Car le fruit mûri longuement
À la fin est le plus apprécié.
J'en veux pour preuve cet événement :
Au cours de la saison d'hiver,
Un loup, gavé d'air et de vent,
cherchant bon gîte et bon couvert,
Pénétra dans le jardinet
D'une humble maison forestière.
Or, tandis qu'il glissait de son pas chaloupé
Sous la fenêtre entrebâillée,
- Etait-ce un loup de mer qui avait mal tourné ? -
Voici qu'il entend la maman
Gronder son marmot turbulent :
" Sois sage, disait-elle, ou je vais te jeter
Par la fenêtre et le loup viendra te manger ! "
Nul doute, pour l'adorateur de la Lune,
C'est là une invitation de dame Fortune !

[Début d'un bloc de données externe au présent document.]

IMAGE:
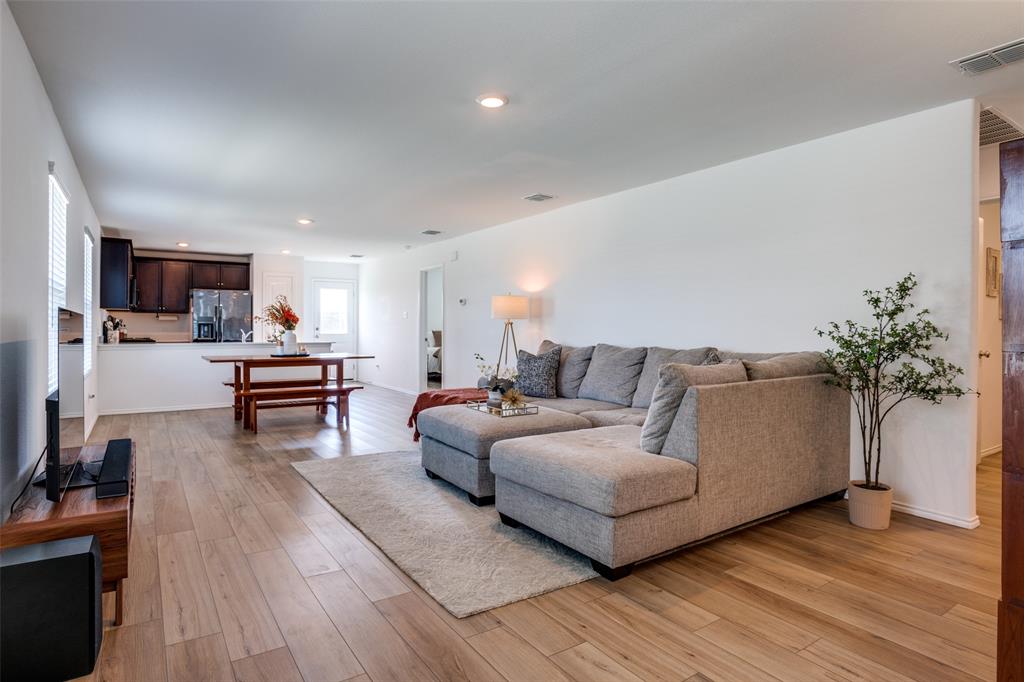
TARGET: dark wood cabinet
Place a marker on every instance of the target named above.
(220, 275)
(206, 275)
(174, 281)
(147, 282)
(117, 274)
(163, 285)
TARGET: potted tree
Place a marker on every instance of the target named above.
(881, 366)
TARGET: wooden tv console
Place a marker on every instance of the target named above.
(36, 519)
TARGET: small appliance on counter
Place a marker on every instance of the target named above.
(220, 315)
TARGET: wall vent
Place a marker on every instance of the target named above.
(993, 128)
(993, 57)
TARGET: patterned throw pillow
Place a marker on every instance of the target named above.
(539, 374)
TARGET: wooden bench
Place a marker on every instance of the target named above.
(267, 383)
(297, 396)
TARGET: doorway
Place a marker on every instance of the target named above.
(334, 315)
(431, 328)
(989, 332)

Il attend donc fort patiemment
- Quoique de plus en plus affamé -
Qu'on lui livre enfin son dîner.
Le jour s'écoule lentement.
Mais rien ne vient ! Par chance, à l'heure
Où l'Esprit de la nuit clôt les yeux des humains
D'un crêpe de satin, à l'heure
Où les noirs bataillons des sapins
Se poudrent de perlimpinpin,
Quand le loup blanc lui-même devient gris,
Que le dernier des chiens s'en retourne au logis,
Le maître de ces lieux sort d'un estaminet,
Ayant bu le maigre salaire
D'une semaine de labeur d'enfer
Et accostant chez lui soûl comme un polonais,
Plus excité qu'un porc sauvage,
Vous jette, pour calmer sa rage,
Femme et enfant par la fenêtre !
(On a beau être humain, on n'en est pas moins bête
!)
Pour notre loup ce fut pain bénit. Ce soir-là,
Il soupa fort bien
par deux fois !
Attestant à qui sait l'entendre,
Que tout vient à point à qui sait attendre.